So Manaia and I and Selema stole away to the boat, and the people of the village, who pitied us, pretended not to hear or see us. They were very kind, and had put baskets of cooked food and other things into the boat; and so we pushed off, and stood out to sea once more. They had told us to go round to the north end of the island, where there was a chief named Loli, who would protect us and give us a home.

But again evil fortune befell us, for the chief of Fao, hearing of our escape, sent a messenger overland to Loli, claiming us as mea tafea i moana—gifts sent to him by the sea—and asking him to hold us for him. And so Loli, who would have welcomed us, was afraid, and begged us not to land and so bring about bloodshed.

“Great is my sorrow, O wanderers,” he cried to us, as we sat in the boat a little distance from the beach, “but ye must not land. Steer to the west, and a little to the south, where there is a great land—many, many islands which trend north and south.” {*}

* The New Hebrides Group.

“Is it far?” asked Manaia scornfully.

“Four days for a ship, longer for a boat,” replied Loli shamefacedly; “the gods go with thee, farewell.”

Once again we sailed towards the setting sun, steering by the stars at night time, and for seven days all went well. Then after that there came calms, and the hot sun beat upon us and ate its way into our hearts, and we saw no sign of land, and only now and then did a seabird come near us. And then came the time when all our food was gone, and we waited for death to come. Manaia had eaten no food for five days when it came to this, for he said he was feeling quite strong, and divided his share between us. Once as he and I slept Selema put a little piece of old coconut—the last that was left—into my hand, and slipped over the side to die, but Manaia heard her, and, although he was very weak, he roused and caught her as she sank.

Two days before that on which the ship found us Manaia shot a small shark which was following the boat. It was not as long as a man's arm nor as thick as a woman's, but it kept us alive.
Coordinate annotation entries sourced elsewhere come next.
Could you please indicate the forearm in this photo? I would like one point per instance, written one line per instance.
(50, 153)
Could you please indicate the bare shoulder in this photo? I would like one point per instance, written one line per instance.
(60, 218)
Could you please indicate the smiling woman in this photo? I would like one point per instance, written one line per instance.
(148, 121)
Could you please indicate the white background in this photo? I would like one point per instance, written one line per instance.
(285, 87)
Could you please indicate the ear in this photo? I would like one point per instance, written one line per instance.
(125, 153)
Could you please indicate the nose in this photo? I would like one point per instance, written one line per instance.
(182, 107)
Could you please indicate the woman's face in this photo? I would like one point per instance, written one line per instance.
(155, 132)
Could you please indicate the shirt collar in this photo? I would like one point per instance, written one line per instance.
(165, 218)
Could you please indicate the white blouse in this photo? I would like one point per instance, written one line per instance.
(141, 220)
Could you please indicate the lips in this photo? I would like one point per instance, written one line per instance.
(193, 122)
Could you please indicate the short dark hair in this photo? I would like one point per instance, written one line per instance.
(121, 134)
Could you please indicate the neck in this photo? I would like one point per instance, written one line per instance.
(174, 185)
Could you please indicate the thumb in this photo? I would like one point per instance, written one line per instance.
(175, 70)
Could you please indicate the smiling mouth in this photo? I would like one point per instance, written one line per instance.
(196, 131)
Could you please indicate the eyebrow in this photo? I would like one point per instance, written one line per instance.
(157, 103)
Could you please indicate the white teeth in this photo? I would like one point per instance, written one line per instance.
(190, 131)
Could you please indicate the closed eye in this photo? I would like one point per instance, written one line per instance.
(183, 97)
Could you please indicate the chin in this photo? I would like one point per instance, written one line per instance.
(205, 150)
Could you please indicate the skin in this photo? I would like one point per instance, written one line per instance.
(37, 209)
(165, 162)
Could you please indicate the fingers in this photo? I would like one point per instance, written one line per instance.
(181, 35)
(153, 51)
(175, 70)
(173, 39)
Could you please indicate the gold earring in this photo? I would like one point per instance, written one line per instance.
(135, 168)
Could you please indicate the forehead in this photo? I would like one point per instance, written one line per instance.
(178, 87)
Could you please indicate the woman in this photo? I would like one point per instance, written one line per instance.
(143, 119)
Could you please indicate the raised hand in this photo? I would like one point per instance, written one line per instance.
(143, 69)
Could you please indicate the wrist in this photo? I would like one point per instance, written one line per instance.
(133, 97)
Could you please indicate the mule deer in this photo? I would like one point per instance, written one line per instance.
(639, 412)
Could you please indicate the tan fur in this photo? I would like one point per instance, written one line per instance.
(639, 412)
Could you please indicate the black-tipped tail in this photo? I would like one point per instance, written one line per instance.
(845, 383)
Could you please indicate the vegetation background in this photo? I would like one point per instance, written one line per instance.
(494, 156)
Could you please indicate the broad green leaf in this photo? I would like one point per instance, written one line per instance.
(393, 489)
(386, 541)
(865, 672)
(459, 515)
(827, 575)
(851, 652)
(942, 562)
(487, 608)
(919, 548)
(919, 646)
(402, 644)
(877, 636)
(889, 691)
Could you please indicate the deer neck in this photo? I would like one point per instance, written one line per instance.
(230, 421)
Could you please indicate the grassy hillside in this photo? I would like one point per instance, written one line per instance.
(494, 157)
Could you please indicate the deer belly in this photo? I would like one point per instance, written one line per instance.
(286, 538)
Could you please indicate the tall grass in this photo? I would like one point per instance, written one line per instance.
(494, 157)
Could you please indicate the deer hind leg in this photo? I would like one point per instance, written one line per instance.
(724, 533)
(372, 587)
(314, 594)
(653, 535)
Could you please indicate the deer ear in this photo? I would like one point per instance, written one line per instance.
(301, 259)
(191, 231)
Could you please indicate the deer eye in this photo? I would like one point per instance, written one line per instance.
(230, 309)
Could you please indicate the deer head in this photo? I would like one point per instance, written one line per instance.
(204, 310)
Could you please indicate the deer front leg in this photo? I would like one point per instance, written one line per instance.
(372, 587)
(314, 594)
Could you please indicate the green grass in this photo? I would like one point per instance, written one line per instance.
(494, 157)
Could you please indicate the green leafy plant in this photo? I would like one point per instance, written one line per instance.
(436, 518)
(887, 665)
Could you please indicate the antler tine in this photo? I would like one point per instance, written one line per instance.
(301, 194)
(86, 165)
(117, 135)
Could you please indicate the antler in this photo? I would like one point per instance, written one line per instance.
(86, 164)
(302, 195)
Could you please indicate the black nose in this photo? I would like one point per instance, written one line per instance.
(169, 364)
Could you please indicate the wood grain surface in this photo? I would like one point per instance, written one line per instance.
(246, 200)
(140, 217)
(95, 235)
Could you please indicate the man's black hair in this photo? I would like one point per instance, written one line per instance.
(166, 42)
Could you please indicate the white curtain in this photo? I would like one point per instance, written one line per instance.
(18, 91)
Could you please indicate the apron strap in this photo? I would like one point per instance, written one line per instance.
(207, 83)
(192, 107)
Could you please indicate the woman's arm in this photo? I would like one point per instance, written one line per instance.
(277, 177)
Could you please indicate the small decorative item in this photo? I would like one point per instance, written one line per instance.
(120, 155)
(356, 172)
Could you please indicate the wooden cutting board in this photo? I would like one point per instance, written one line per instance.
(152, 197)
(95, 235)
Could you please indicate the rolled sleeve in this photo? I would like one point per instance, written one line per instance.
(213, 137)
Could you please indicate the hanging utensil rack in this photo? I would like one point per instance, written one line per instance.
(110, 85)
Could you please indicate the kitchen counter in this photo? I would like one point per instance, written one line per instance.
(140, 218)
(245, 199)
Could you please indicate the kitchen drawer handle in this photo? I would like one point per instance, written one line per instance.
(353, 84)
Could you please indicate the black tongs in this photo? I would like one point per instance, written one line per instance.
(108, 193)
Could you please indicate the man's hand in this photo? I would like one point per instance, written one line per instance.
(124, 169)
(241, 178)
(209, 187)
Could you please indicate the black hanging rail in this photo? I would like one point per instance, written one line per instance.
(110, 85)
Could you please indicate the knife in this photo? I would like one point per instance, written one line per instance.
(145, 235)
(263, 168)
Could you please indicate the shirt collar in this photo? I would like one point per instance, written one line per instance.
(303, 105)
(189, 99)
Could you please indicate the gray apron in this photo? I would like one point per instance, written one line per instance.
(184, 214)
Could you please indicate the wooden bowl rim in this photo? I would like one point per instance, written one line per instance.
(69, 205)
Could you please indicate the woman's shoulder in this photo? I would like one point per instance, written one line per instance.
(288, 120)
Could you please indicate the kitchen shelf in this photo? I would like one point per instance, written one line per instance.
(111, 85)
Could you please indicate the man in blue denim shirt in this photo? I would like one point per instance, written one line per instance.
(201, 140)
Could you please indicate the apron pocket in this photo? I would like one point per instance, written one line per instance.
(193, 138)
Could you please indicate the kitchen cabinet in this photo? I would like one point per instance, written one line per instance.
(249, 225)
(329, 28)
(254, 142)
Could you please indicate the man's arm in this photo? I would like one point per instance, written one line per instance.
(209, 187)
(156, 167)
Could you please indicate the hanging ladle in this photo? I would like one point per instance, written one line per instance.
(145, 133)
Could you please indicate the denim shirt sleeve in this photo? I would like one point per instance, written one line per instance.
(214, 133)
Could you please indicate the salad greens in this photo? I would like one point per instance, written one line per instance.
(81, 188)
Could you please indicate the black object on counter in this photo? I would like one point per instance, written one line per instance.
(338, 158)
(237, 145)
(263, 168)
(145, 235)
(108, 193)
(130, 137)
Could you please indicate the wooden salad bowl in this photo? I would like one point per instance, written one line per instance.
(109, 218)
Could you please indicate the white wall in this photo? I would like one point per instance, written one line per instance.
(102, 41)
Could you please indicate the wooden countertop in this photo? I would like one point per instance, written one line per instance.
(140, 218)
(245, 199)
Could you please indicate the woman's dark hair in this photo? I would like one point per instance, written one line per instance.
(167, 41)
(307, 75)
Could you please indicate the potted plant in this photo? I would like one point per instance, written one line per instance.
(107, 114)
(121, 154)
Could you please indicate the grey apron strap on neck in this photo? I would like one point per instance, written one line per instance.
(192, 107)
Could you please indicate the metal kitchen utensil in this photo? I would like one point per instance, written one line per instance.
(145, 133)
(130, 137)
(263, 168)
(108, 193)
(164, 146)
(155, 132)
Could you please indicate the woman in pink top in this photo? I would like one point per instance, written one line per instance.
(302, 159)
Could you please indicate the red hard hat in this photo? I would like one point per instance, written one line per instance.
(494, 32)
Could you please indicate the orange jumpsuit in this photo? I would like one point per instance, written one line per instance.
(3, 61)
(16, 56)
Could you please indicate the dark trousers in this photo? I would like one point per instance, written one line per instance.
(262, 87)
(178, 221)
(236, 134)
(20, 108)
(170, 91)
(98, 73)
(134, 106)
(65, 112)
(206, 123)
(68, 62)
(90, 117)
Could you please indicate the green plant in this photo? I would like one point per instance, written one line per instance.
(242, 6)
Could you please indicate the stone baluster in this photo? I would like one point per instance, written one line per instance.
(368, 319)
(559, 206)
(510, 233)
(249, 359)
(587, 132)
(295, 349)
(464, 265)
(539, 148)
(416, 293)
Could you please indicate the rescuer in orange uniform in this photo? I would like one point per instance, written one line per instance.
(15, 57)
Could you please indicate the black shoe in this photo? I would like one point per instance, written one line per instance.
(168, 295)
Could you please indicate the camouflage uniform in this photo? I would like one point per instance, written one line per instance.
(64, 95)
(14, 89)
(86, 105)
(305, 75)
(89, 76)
Manaia gave us all the flesh, and kept only the head and skin for himself; after that all the world became dark to me, and we lay together in the boat to die.

The captain of the whale-ship was very kind to us, and when he found that the sailor named Falaoa did not wish to part from us on account of Selema, whom he wished to marry, he gave his consent, and said he would land us all here at Nufilole, where there was a white man who would be kind to us.

That is all, and now my husband Manaia and I, and Falaoa and his wife Selema are well content to live here always. For even now, after many months have passed, do Selema and I cry out in our slumbers, and when we awaken our hair lies wet upon our foreheads; but soon all these bad dreams will pass away from us for ever.